Jay Bosamiya Software Security Researcher

Misc RE Tips

Influenced by Gynvael's CONFidence CTF 2017 Livestreams here and here; and by his Google CTF Quals 2017 Livestream here

Reverse engineering is a mix of an art as well as a science. Over time, one tends to gather a repertoire of common "tips and tricks" that one might use when reversing any given piece of software. What follows are a condensed form of some tricks gained from Gynvael's livestreams.

  • Sometimes, a challenge might implement a complicated task by implementing a VM. It is not always necessary to completely reverse engineer the VM and work on solving the challenge. Sometimes, you can RE a little bit, and once you know what is going on, you can hook into the VM, and get access to stuff that you need. Additionally, timing based side-channel attacks become easier in VMs (mainly due to more number of "real" instructions executed).

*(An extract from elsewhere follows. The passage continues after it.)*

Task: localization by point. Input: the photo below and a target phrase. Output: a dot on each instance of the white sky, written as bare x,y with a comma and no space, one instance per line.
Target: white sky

  • Cryptographically interesting functions in binaries can be recognized and quickly RE'd simply by looking for the constants and searching for them online. For standard crypto functions, these constants are sufficient to quickly guess at a function. Simpler crypto functions can be recognized even more easily. If you see a lot of XORs and stuff like that happening, and no easily identifiable constants, it is probably hand-rolled crypto (and also possibly broken).

  • Sometimes, when using IDA with HexRays, the disassembly view might be better than the decompilation view. This is especially true if you notice that there seems to be a lot of complication going on in the decompilation view, but you notice repetitive patterns in the disassembly view. (You can quickly switch b/w the two using the space bar). For example, if there is a (fixed size) big-integer library implemented, then the decompilation view is terrible, but the disassembly view is easy to understand stuff (and easily recognizable due to the repetitive "with-carry" instructions such as adc). Additionally, when analyzing like this, using the "Group Nodes" feature in IDA's graph view is extremely useful to quickly reduce the complexity of your graph, as you understand what each node does.

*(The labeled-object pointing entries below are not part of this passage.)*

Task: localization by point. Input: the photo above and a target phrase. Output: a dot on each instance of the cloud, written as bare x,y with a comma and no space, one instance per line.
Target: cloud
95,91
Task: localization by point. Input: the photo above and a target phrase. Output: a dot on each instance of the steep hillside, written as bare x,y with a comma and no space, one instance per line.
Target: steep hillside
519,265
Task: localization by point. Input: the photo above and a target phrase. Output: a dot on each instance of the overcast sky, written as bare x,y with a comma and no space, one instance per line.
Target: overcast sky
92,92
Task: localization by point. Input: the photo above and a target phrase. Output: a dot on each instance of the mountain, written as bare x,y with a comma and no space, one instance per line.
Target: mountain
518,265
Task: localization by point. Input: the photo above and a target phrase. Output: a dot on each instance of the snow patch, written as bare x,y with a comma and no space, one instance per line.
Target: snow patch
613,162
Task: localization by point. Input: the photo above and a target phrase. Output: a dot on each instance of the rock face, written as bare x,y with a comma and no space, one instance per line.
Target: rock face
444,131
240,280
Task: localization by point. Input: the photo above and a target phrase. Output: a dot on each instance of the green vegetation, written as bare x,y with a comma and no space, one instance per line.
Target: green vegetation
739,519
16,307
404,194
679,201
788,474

  • For weird architectures, having a good emulator is extremely useful. Especially, an emulator that can give you a dump of the memory can be used to quickly figure out what is going on, and recognize interesting portions, once you have the memory out of the emulator. Additionally, using an emulator implemented in a comfortable language (such as Python), means that you could run things exactly how you like. For example, if there is some interesting part of the code you might wish to run multiple times (for example, to brute force or something), then using the emulator, you can quickly code up something that does only that part of the code, rather than having to run the complete program.

  • Being lazy is good, when REing. Do NOT waste time reverse engineering everything, but spend enough time doing recon (even in an RE challenge!), so as to be able to reduce the time spent on actually doing the more difficult task of REing. What recon, in such a situation means, is to just take quick looks at different functions, without spending too much time on analyzing each function thoroughly. You just quickly gauge what the function might be about (for example "looks like a crypto thing", or "looks like a memory management thing", etc.)

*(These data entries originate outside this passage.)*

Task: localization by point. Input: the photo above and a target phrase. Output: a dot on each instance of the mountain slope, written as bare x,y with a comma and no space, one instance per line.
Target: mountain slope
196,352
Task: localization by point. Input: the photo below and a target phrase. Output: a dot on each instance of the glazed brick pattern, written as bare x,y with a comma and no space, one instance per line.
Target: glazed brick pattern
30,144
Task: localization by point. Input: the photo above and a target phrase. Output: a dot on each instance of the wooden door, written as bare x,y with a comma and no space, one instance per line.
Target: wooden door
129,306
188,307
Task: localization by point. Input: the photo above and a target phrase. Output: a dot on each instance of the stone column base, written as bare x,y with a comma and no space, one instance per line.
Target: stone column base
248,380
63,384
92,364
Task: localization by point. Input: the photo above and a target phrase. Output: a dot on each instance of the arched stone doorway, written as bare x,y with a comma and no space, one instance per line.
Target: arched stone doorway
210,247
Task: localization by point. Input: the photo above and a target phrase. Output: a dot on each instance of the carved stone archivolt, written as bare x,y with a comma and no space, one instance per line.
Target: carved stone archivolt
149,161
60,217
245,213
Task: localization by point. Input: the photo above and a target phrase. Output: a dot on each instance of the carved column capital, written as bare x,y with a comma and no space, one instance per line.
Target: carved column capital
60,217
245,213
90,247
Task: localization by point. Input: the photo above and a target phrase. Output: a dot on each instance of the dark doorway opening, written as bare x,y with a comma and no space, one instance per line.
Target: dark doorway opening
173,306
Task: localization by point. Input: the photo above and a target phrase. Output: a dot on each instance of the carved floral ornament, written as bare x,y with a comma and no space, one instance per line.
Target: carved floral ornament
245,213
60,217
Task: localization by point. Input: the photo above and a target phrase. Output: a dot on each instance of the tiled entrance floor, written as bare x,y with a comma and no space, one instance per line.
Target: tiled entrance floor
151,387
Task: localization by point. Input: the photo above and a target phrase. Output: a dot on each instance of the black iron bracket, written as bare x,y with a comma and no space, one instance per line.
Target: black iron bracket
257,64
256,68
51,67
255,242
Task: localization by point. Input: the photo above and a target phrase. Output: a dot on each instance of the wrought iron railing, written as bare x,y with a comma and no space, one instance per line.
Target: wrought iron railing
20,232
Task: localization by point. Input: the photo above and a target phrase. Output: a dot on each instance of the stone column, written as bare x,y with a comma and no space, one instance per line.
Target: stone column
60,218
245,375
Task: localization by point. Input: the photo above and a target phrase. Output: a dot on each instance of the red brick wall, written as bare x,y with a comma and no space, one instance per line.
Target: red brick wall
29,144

  • For unknown hardware or architecture, spend enough time looking it up on Google, you might get lucky with a bunch of useful tools or documents that might help you build tools quicker. Often times, you'll find toy emulator etc implementations that might be useful as a quick point to start off from. Alternatively, you might get some interesting info (such as how bitmaps are stored, or how strings are stored, or something) with which you can write a quick "fix" script, and then use normal tools to see if interesting stuff is there.

  • Gimp (the image manipulation tool), has a very cool open/load functionality to see raw pixel data. You can use this to quickly look for assets or repetitive structures in raw binary data. Do spend time messing around with the settings to see if more info can be gleaned from it.